Legislation qualifying women to vote in Wyoming and elsewhere had to be coupled also with positive enactments qualifying her to be voted for, otherwise she would have been ineligible to office. This is so, and I defy any lawyer to show the contrary.

§3, Article I, Constitution of the United States, reads:

“The Senate of the United States shall be composed of two Senators from each State, chosen by the Legislature thereof for six years. No person shall be a Senator who shall not have attained to the age of thirty years, and been nine years a citizen of the United States, and who shall not, when elected, be an inhabitant of the State for which he shall be chosen.”

These and no other qualifications are worded or found in the Constitution of the United States touching the qualification of Senators. Is there a layman on this floor who will dare assert that under the Constitution of the United States women are eligible as Representatives or Senators?

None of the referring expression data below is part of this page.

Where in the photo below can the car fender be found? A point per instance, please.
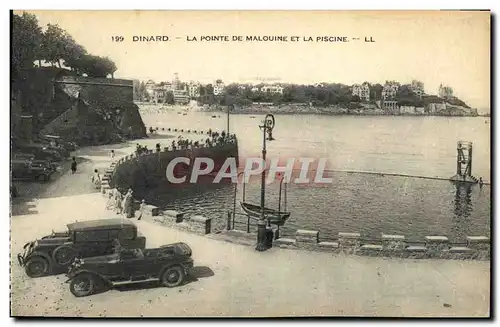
(86, 271)
(40, 254)
(172, 264)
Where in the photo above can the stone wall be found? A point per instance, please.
(109, 114)
(436, 246)
(196, 224)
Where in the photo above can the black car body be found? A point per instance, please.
(55, 252)
(35, 162)
(40, 151)
(169, 264)
(27, 170)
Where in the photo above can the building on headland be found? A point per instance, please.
(390, 90)
(150, 88)
(419, 110)
(219, 87)
(390, 106)
(445, 91)
(417, 88)
(194, 89)
(278, 89)
(436, 107)
(362, 91)
(407, 110)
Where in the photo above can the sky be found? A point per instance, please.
(435, 47)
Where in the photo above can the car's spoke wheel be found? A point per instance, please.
(82, 285)
(36, 267)
(173, 276)
(64, 255)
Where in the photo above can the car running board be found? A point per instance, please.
(130, 281)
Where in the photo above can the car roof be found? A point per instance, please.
(100, 224)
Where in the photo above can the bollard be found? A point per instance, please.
(228, 220)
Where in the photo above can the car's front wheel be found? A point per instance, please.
(64, 255)
(83, 285)
(36, 267)
(173, 276)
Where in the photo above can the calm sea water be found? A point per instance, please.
(354, 202)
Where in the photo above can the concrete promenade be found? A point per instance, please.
(232, 279)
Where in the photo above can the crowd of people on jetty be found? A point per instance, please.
(214, 139)
(125, 204)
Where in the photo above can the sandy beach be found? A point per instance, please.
(232, 279)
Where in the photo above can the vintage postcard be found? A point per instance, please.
(250, 163)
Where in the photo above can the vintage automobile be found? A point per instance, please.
(168, 264)
(35, 162)
(40, 151)
(54, 253)
(56, 142)
(26, 170)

Words of common gender are exclusively used as applied to the qualification of Senators. The words persons and citizens include women the same as they include men. Nevertheless, in the light of the past, I am bold to assert, that any man who would dare stand in the Senate of the United States, and contend that women are eligible to the office of United States Senators, would be regarded by the civilized world as a person of gush and void of judgment.

Article 14, United States Constitution, §1:

“All persons born or naturalized in the United States and subject to the jurisdiction thereof, are citizens of the United States, wherein they reside. No State shall make or enforce any law which shall abridge the privileges or immunities of citizens of the United States; nor shall any State deprive any person of life, liberty, or property without due process of law, nor deny to any person within its jurisdiction the equal protection of the laws.”

(Tax case and what was decided.) (Mrs. Minor vs. Judges of Election. 53 Mo. 68.)

The first case indicates that the word citizen when affecting property rights includes corporations.

The second, that the word person, when it relates to the woman claiming the right to vote, does not confer upon her that right.

The language is: No State shall make or enforce any law which shall abridge the privileges or immunities of any citizen of the United States. Nevertheless, a Republican Circuit Judge held this language did not entitle Mrs. Minor to vote. A democratic Supreme Court of Missouri held the same, and the Supreme Court of the United States, in an able opinion written by men known as the friends of women, conclusively demonstrated that these constitutional guarantees did not confer upon woman the right to vote. Why? Because, from time immemorial, this right had not obtained in favor of woman, and these words of common gender should not be so construed as to confer this right, since it was not intended when made to affect their status in this regard.